Promoters and booking agents who are looking ahead to the resumption of the live business will be interested in the Monthly Audience Map, which pulls in Spotify and YouTube data to rank an artist’s audience size per country, showing where, for instance, it makes sense to book them. Viberate also gets data from event aggregators and ticketers and delivers data on an artist’s gigging experience: average crowd size, venues they play, and which countries they play most. Separate venue and festival pages give insight into the artists they book. 

This is all useful for managers, too – they can investigate other artists to set goals and plan future shows or festival bookings. An artist’s peer network – the other artists that are following them – can be a good indication of an artist’s momentum, and Viberate tracks this per platform, with a ranking of artists by popularity. Users can see on which platforms they’re followed by peers – and if they’ve followed back yet. 

This is useful for artists to track their network and to establish relationships with artist-fans – it could even be a source of successful collaborations. 

These “career health” features are useful, says Veber, for spotting undiscovered rising artists: “hot artists that have ‘good’ socials and ‘good’ music but a ‘poor’ network… are doing everything right but probably haven’t been picked up by the industry yet.” 

An artist’s Instagram and Twitter content performance is measured, comparing each month’s post performance. Artists are also grouped by similar fanbase size, allowing benchmarking and comparison of an artist’s engagement rate with that of artists in the same cluster. It’s a quick finger-on-the-pulse check to see whether you need to put in effort to improve engagement. 

Another way to leverage these features is to explore profiles of rising artists and identify what has made them more popular, offering learnings on content strategy and posting practices. 

Users can segment countries too, displaying the most popular genres on music charts, the hottest artists, info on the biggest festivals, top venues, each week’s buzzing videos, streaming charts, Shazam charts, and more. The most important music cities are analysed, and users can find the fastest-rising local artists, event distribution by genre, and a rank of cities by event density. 

Artists looking to expand into a new market will find this useful to make informed marketing decisions, and as a search tool for festivals and venues for when touring resumes – where hopefully a new audience will await after some effective marketing. 

These individual metrics are complemented by Viberate’s charts, updated daily and pulling in data from various social and music channels. 

Users can customise charts by country, genre, and specific metrics – like Instagram followers, YouTube subscribers, or Spotify followers – and a timeframe. For example, you could look into “top rock artists in Finland by Spotify followers in the last 90 days”. A ‘Viberate Popularity’ tool measures an artist’s performance across platforms (comparable to Chartmetric’s ‘Cross Platform Performance’ metric). 

Viberate’s ambition is big: to become a music industry data standard like IMDb is for movies, and they are preparing to raise a series A funding round in 2021. 

So where does Viberate fit amongst its competitors?
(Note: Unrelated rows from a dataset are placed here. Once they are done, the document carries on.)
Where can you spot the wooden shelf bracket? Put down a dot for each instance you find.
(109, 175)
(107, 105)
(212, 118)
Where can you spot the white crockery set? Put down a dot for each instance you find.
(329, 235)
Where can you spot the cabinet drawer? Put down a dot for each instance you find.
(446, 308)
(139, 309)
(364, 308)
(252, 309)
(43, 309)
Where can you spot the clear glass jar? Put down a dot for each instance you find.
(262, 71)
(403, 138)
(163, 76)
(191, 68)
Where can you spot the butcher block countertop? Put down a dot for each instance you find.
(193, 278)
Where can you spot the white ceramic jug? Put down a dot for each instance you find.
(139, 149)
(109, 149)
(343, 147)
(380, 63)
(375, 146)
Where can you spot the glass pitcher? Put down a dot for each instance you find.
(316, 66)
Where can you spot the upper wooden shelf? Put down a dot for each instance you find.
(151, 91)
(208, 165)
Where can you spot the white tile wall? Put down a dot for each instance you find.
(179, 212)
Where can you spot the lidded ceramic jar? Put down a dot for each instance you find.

While Chartmetric features data from more platforms, Viberate does make these analytics very visually accessible. Adding metadata and an industry directory (as on Jaxsta and Rostr) to its list of upcoming features would be a helpful step, and more features are coming: airplay data arrives soon, along with analysis of playlists from different streaming services. 
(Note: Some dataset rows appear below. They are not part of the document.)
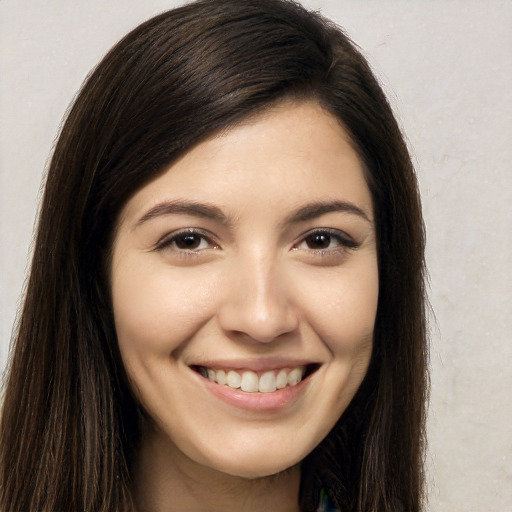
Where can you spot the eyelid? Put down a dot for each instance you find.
(344, 239)
(166, 241)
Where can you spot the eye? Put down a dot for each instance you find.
(188, 241)
(326, 239)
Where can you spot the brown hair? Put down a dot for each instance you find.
(69, 421)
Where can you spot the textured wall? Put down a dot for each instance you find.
(447, 67)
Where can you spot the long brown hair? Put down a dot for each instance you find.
(69, 423)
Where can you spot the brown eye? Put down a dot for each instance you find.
(188, 241)
(318, 241)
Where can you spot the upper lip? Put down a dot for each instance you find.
(256, 365)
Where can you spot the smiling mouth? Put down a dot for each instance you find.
(250, 381)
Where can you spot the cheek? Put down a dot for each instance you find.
(343, 310)
(156, 311)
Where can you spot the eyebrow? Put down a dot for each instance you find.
(319, 208)
(209, 211)
(203, 210)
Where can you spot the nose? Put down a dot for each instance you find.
(258, 302)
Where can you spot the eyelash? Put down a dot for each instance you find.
(170, 241)
(343, 240)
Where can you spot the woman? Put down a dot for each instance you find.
(226, 303)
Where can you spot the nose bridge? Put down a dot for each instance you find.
(258, 302)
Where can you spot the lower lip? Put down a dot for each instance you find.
(264, 402)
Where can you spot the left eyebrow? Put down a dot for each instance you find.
(195, 209)
(316, 209)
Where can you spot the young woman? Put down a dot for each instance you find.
(226, 304)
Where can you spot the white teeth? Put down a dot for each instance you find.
(295, 376)
(249, 382)
(221, 377)
(267, 382)
(233, 379)
(281, 380)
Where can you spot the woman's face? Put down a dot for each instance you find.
(245, 289)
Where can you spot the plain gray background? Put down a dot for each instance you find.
(447, 68)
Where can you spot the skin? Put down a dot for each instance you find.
(262, 284)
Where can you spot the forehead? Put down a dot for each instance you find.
(290, 154)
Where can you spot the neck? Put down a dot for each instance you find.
(165, 480)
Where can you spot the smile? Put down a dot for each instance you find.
(255, 382)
One of Viberate’s really unique aspects is how it integrates live performance data into overall social and streaming analytics – data that is usually siloed. It’s easy to see why, post-pandemic, Viberate hopes to be used widely across the live sector. 

It’s free to set up an account on Viberate and claim a profile, and free users can see the Top 50 artist chart, essential artist analytics, and analytics of top 50 artists. Pricing tiers are €10.90, €41.90 and €82.90 per month, each giving access to additional features. Vibrate’s biggest clients are labels and management companies, with all three major labels having tested the platform.